Study: Fiber From Whole Grains Reduces Risk of Dying From Heart Disease, Infections, and Lung Disease
Feb. 14, 2011 -- Filling up on fiber -- particularly fiber from whole grains -- may reduce your risk of dying from heart disease, infections, and respiratory diseases, says a new study published online in the Archives of Internal Medicine.
Men and women who ate the most dietary fiber were 22% less likely to die from any cause when compared to study participants who ate the least amount of fiber. The protective effect came mainly from cereal fiber in grains, not other sources of fiber such as fruits and vegetables.
“Prior studies have focused on the relationship between fiber intake and cardiovascular disease, but few have examined the link between dietary fiber and mortality,” study researcher Yikyung Park, ScD, a staff scientist at the National Cancer Institute in Rockville, Md., says in an email. “Our analysis adds to the literature and suggests that dietary fiber is associated with a decreased likelihood of death.”

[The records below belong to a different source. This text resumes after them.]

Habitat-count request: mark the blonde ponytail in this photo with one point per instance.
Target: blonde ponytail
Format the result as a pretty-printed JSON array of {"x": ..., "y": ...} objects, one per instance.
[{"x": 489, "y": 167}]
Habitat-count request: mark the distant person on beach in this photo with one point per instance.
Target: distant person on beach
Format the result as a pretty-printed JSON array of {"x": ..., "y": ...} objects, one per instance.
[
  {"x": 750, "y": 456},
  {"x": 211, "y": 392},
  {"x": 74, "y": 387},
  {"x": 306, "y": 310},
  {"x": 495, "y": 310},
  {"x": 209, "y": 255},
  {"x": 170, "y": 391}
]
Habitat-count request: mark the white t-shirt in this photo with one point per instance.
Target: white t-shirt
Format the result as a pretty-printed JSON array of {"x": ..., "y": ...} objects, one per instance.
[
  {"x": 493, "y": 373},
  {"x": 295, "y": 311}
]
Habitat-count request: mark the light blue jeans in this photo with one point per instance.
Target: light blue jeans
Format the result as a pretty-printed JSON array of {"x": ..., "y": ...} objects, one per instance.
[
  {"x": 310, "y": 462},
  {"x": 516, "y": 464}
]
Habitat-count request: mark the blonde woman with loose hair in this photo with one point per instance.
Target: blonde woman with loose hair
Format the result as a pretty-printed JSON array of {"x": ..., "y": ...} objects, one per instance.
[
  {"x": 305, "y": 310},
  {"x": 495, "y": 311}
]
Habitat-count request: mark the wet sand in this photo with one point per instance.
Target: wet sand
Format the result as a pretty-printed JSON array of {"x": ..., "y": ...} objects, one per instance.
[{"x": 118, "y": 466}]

Fiber-rich diets help lower bloodcholesterol levels and blood sugar levels, which may explain why it is considered heart-healthy. Exactly how fiber may reduce risk of death from lung disease and infections is not known, but these diseases tend to be inflammatory in origin, and fiber may have certain anti-inflammatory properties. Heart disease is also believed to be linked to inflammation.
Still, study authors caution, it could be that people who eat more fiber are healthier overall, and that this may be why they are less likely to die from all causes in the new study.
Park and colleagues analyzed data on 219,123 men and 168,999 women who completed a food frequency questionnaire in 1995 and 1996. During nine years of follow-up, 20,126 men and 11,330 women died. Risk of death was lower among study participants who ate the most fiber.
On average, men ate 13 to 29 grams of fiber per day, and women ate 11 to 26 grams. Overall, the risk of death from heart disease, infections, and respiratory diseases was reduced by 24% to 56% in men and by 34% to 59% in women who got the highest amounts of fiber in the study.
People who ate the most fiber tended to have higher education, a self-rated health status of good-excellent, a lower BMI, be physically active, and use menopausal hormone therapy (in women). They were also less likely to smoke, drink alcohol, or eat red meat. Nevertheless, even after adjusting for many of these factors, the association between survival and fiber intake remained significant.